Polémico enrejado a lo largo del muelle.
Después de 60 años de la ampliación del espigón candasín se les ocurre enjaular el paseo con una valla de cierre de dos metros de altura en el tramo final del dique portuario.

Descargando bonito (década de los años 60) en el lugar del vallado actual.
El atractivo del puerto de Candás está en el paseo, sin barreras, como siempre fue, eso sí, con seguridad. Para eso están las barandillas, como se están instalando en todos los puertos de Principado, incluso en el de Candás.

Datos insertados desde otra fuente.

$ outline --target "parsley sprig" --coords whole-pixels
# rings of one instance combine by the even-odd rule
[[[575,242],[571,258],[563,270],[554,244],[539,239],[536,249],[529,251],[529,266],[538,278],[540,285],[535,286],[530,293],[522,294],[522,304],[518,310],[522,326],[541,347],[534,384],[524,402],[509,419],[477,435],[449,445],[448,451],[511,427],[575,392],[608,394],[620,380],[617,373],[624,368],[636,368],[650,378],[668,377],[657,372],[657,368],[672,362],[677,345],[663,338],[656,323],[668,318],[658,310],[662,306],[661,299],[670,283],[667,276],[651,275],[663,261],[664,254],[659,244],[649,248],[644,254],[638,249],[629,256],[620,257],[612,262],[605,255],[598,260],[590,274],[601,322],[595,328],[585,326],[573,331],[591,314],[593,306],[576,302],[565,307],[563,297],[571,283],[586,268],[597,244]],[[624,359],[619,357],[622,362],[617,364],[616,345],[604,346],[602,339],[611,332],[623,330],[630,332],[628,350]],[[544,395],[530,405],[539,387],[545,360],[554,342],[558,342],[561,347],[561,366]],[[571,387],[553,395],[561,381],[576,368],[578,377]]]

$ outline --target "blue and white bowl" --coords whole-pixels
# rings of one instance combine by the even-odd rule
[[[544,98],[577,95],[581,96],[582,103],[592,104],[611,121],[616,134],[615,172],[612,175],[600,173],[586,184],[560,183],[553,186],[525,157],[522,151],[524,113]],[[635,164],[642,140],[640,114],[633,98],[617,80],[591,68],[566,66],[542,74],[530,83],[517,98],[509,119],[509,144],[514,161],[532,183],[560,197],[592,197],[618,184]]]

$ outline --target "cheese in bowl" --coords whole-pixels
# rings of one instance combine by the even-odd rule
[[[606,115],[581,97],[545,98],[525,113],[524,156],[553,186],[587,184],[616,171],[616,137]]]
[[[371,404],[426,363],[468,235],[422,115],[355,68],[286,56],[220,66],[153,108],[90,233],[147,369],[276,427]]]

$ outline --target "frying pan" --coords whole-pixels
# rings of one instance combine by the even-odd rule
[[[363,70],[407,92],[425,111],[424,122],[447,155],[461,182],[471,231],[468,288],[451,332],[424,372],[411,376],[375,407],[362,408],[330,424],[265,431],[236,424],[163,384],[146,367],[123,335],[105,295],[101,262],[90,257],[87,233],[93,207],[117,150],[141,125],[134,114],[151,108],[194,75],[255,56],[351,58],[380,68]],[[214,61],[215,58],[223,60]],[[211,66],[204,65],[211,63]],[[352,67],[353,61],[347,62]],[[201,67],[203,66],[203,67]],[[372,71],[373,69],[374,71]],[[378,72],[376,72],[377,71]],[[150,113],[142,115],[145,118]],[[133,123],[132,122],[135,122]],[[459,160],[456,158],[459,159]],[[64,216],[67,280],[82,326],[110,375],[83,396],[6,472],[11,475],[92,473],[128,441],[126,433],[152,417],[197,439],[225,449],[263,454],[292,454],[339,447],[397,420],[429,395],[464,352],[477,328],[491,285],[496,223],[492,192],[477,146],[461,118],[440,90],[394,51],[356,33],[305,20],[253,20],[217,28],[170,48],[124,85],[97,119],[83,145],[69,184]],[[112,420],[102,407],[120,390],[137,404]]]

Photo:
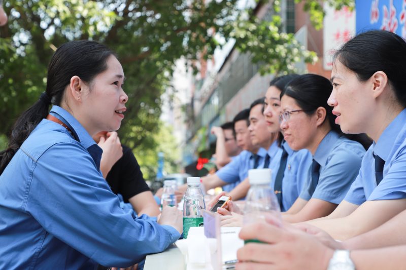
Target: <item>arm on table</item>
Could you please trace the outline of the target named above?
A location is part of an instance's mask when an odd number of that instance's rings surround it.
[[[213,127],[211,132],[216,136],[216,166],[220,169],[229,163],[231,159],[227,154],[225,148],[225,137],[223,129],[220,127]]]
[[[314,220],[309,223],[344,240],[370,230],[406,208],[406,199],[367,201],[344,217]]]
[[[139,216],[145,214],[149,216],[156,216],[160,213],[150,191],[142,192],[132,196],[128,201]]]
[[[343,242],[346,248],[359,249],[406,245],[406,210],[379,227]]]
[[[300,198],[298,198],[298,200],[304,201]],[[295,204],[296,203],[295,202]],[[298,203],[301,204],[302,202]],[[311,199],[297,213],[291,214],[282,213],[282,218],[284,221],[290,223],[301,222],[325,216],[331,213],[336,207],[336,204],[329,202],[318,199]]]

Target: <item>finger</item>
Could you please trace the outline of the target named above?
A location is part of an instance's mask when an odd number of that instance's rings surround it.
[[[258,222],[243,227],[239,236],[243,240],[258,239],[265,243],[275,243],[280,242],[286,233],[286,230],[282,228],[265,222]]]
[[[229,211],[226,210],[224,208],[220,208],[220,207],[217,208],[217,213],[223,216],[231,215],[231,213]]]
[[[276,216],[276,215],[278,215]],[[275,213],[275,215],[268,214],[265,215],[265,220],[269,224],[274,225],[279,227],[282,227],[282,222],[279,213]]]
[[[220,224],[221,226],[225,226],[234,223],[235,218],[232,216],[222,216],[220,217]]]
[[[117,133],[112,132],[107,133],[107,139],[110,139],[112,141],[115,141],[117,138]]]

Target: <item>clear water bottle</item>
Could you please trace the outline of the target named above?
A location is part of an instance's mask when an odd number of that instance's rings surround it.
[[[163,191],[161,197],[161,208],[165,206],[176,206],[176,196],[173,181],[165,180],[163,181]]]
[[[248,171],[248,181],[251,187],[246,198],[244,206],[244,225],[258,221],[265,222],[265,217],[270,215],[278,225],[282,224],[281,209],[274,189],[271,187],[270,169],[256,169]],[[259,242],[257,240],[246,240]]]
[[[187,189],[183,199],[183,238],[187,238],[190,227],[203,226],[206,209],[203,192],[200,188],[200,177],[188,177]]]

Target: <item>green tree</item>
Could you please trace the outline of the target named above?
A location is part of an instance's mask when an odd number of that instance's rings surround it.
[[[301,0],[317,25],[323,15],[318,0]],[[334,6],[351,0],[329,0]],[[55,50],[76,39],[99,41],[117,52],[128,78],[129,100],[122,141],[132,148],[153,148],[159,129],[160,96],[170,87],[174,62],[181,56],[210,58],[221,46],[218,36],[236,40],[262,64],[263,73],[283,73],[301,58],[315,59],[293,35],[281,31],[279,0],[260,22],[252,9],[240,10],[238,0],[6,0],[10,15],[0,28],[0,135],[7,134],[17,116],[44,91],[46,69]],[[258,5],[264,5],[262,1]],[[248,18],[248,19],[247,19]],[[200,54],[200,55],[202,54]]]
[[[156,165],[158,163],[157,153],[159,152],[163,153],[163,171],[165,173],[170,174],[179,172],[181,153],[173,135],[173,127],[161,123],[159,126],[158,131],[146,139],[151,141],[139,145],[134,151],[146,180],[153,180],[156,176],[157,168]],[[151,145],[154,147],[151,147]]]

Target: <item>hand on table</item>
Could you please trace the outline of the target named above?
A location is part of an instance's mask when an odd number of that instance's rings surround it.
[[[101,136],[97,145],[103,150],[100,170],[106,178],[113,166],[123,156],[123,147],[115,131],[107,132],[105,136]]]
[[[294,224],[294,226],[309,235],[314,236],[327,247],[333,249],[345,249],[342,242],[336,241],[330,235],[320,228],[304,222]]]
[[[219,209],[219,210],[223,209]],[[231,213],[231,215],[220,217],[220,225],[222,227],[242,227],[243,219],[244,216],[242,215],[236,213]]]
[[[240,249],[236,269],[327,268],[333,250],[314,235],[294,226],[275,226],[268,217],[265,220],[266,222],[250,224],[241,229],[241,239],[257,239],[264,243],[249,243]]]

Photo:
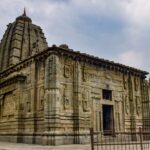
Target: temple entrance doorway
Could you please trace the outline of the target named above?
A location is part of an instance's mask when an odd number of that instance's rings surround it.
[[[112,131],[114,128],[113,106],[103,105],[103,131]]]

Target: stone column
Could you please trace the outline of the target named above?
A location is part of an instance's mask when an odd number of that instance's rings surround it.
[[[60,134],[60,62],[59,57],[50,55],[46,60],[45,69],[45,133],[44,144],[57,145],[61,143]],[[46,136],[47,134],[47,136]]]

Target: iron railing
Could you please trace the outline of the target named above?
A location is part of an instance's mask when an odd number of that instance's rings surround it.
[[[91,150],[150,150],[150,132],[94,132],[90,129]]]

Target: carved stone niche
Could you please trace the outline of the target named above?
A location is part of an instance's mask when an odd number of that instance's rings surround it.
[[[88,73],[87,73],[87,69],[85,67],[83,67],[83,69],[82,69],[82,79],[84,82],[86,82],[88,80]]]
[[[66,77],[66,78],[70,77],[70,66],[69,65],[64,66],[64,77]]]
[[[140,103],[140,97],[139,96],[135,97],[135,103],[136,103],[136,114],[140,115],[140,113],[141,113],[141,103]]]
[[[135,89],[135,91],[138,91],[138,88],[139,88],[138,78],[134,78],[134,89]]]
[[[125,113],[129,115],[130,113],[130,105],[129,105],[129,97],[127,95],[124,96],[124,104],[125,104]]]
[[[70,98],[69,98],[69,93],[68,93],[68,89],[67,89],[67,85],[65,85],[64,87],[64,93],[63,93],[63,105],[64,105],[64,109],[67,110],[70,107]]]
[[[89,111],[89,92],[84,90],[82,92],[82,108],[83,111]]]
[[[123,86],[124,86],[124,89],[128,88],[128,78],[125,75],[123,75]]]
[[[27,112],[31,112],[31,92],[30,91],[26,91],[24,93],[24,98],[23,98],[24,102],[26,103],[26,111]],[[24,108],[22,108],[24,109]]]
[[[39,90],[39,110],[44,110],[44,87],[40,87]]]
[[[44,80],[44,76],[45,76],[44,62],[42,62],[39,70],[39,79]]]

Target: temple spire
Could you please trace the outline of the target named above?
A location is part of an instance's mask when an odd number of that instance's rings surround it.
[[[24,8],[23,16],[26,16],[26,8]]]

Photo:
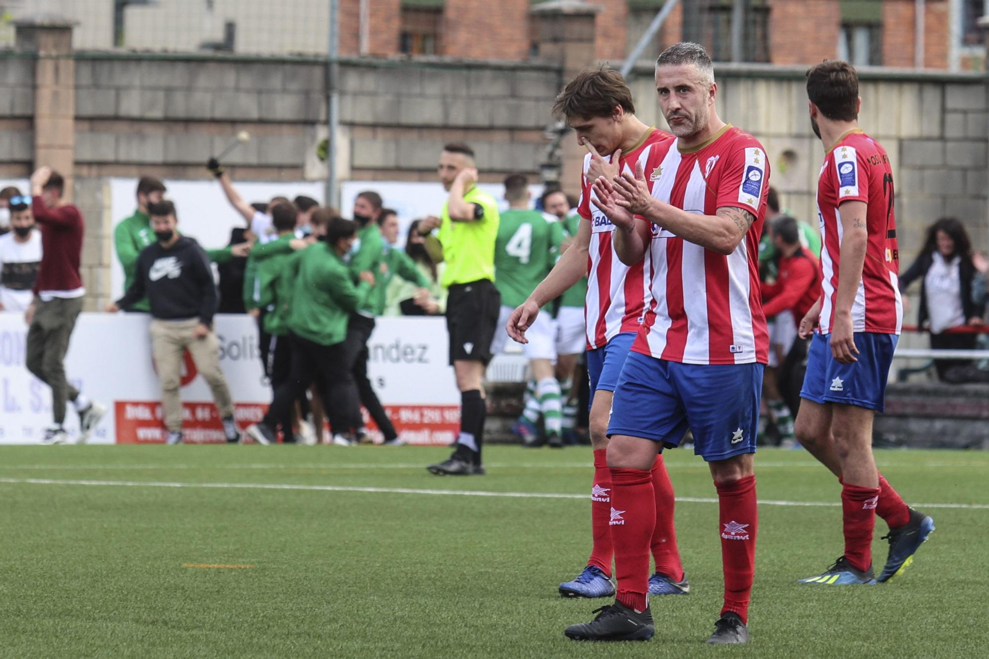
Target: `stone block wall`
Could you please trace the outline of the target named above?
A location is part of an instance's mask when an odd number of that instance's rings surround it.
[[[0,175],[26,177],[34,164],[35,63],[0,54]],[[520,171],[535,181],[563,70],[561,62],[344,60],[341,179],[432,181],[443,143],[466,141],[477,150],[483,180]],[[784,206],[816,224],[823,147],[810,131],[803,70],[718,65],[718,107],[764,141]],[[109,235],[119,219],[107,215],[109,177],[205,178],[206,159],[240,130],[252,140],[225,158],[234,179],[325,175],[313,165],[326,120],[318,60],[77,52],[74,83],[73,173],[76,201],[90,220],[89,279],[103,276],[112,258]],[[651,67],[636,70],[630,85],[639,116],[665,128]],[[860,93],[861,125],[893,161],[903,265],[943,215],[958,216],[974,243],[989,247],[986,78],[867,71]],[[573,176],[563,181],[570,192],[577,183]]]

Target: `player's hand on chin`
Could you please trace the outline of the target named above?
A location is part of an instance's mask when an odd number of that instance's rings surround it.
[[[515,311],[511,312],[511,316],[508,317],[508,325],[504,327],[505,331],[516,343],[528,343],[529,339],[525,337],[525,330],[532,326],[538,315],[539,305],[531,299],[526,300]]]
[[[840,364],[858,361],[855,335],[852,329],[852,316],[835,315],[835,327],[831,330],[831,354]]]
[[[628,209],[633,215],[642,215],[649,210],[653,203],[653,193],[649,189],[641,162],[635,165],[635,176],[625,172],[621,176],[615,176],[612,181],[619,206]]]

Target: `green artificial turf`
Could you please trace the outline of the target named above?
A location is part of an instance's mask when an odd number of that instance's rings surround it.
[[[652,601],[656,637],[578,643],[566,639],[563,628],[590,619],[592,609],[609,602],[557,595],[589,549],[589,448],[495,446],[487,452],[488,476],[427,474],[422,466],[446,453],[420,447],[0,448],[0,656],[985,653],[989,453],[880,452],[880,469],[908,503],[982,508],[922,507],[938,530],[905,575],[887,585],[827,587],[795,582],[842,553],[839,486],[803,451],[761,451],[761,500],[836,505],[760,507],[752,643],[731,648],[703,644],[722,592],[715,504],[677,504],[692,590]],[[685,451],[667,455],[678,497],[713,499],[700,458]],[[224,484],[580,498],[203,487]],[[877,568],[885,560],[884,532],[877,520]]]

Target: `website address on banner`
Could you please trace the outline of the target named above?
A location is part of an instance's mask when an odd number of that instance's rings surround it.
[[[161,404],[152,401],[118,401],[117,443],[163,443],[167,435]],[[264,417],[268,406],[260,403],[235,405],[233,419],[240,430]],[[189,443],[223,443],[226,441],[223,422],[212,403],[182,404],[182,438]]]

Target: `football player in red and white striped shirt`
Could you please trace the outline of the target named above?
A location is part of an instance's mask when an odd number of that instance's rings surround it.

Barandillas: una buena solución; barreras no.
A los paseantes asiduos o foráneos se les dificulta la visión en un tramo mar adentro, donde se tiene una buena panorámica de la costa: Perlora, Perán, Socampos… el laboreo de las embarcaciones, la entrada, salida, atraque de las lanchas…

Barrera óptica para el paseante
Por otro lado, los responsables de cultura y festejos municipales quieren dar contenidos en las explanadas de este puerto. Grandes eventos lúdico-culturales, con murales y futuras pintadas de colorines propuestos por expertos y un diseñador yanqui.
Puntualmente esto puede generar vida al pueblo en tiempo de fiestas pero, cuidado, también puede suponer la pérdida de disfrutar paseando por el emblemático Muelle de Candás el resto del año.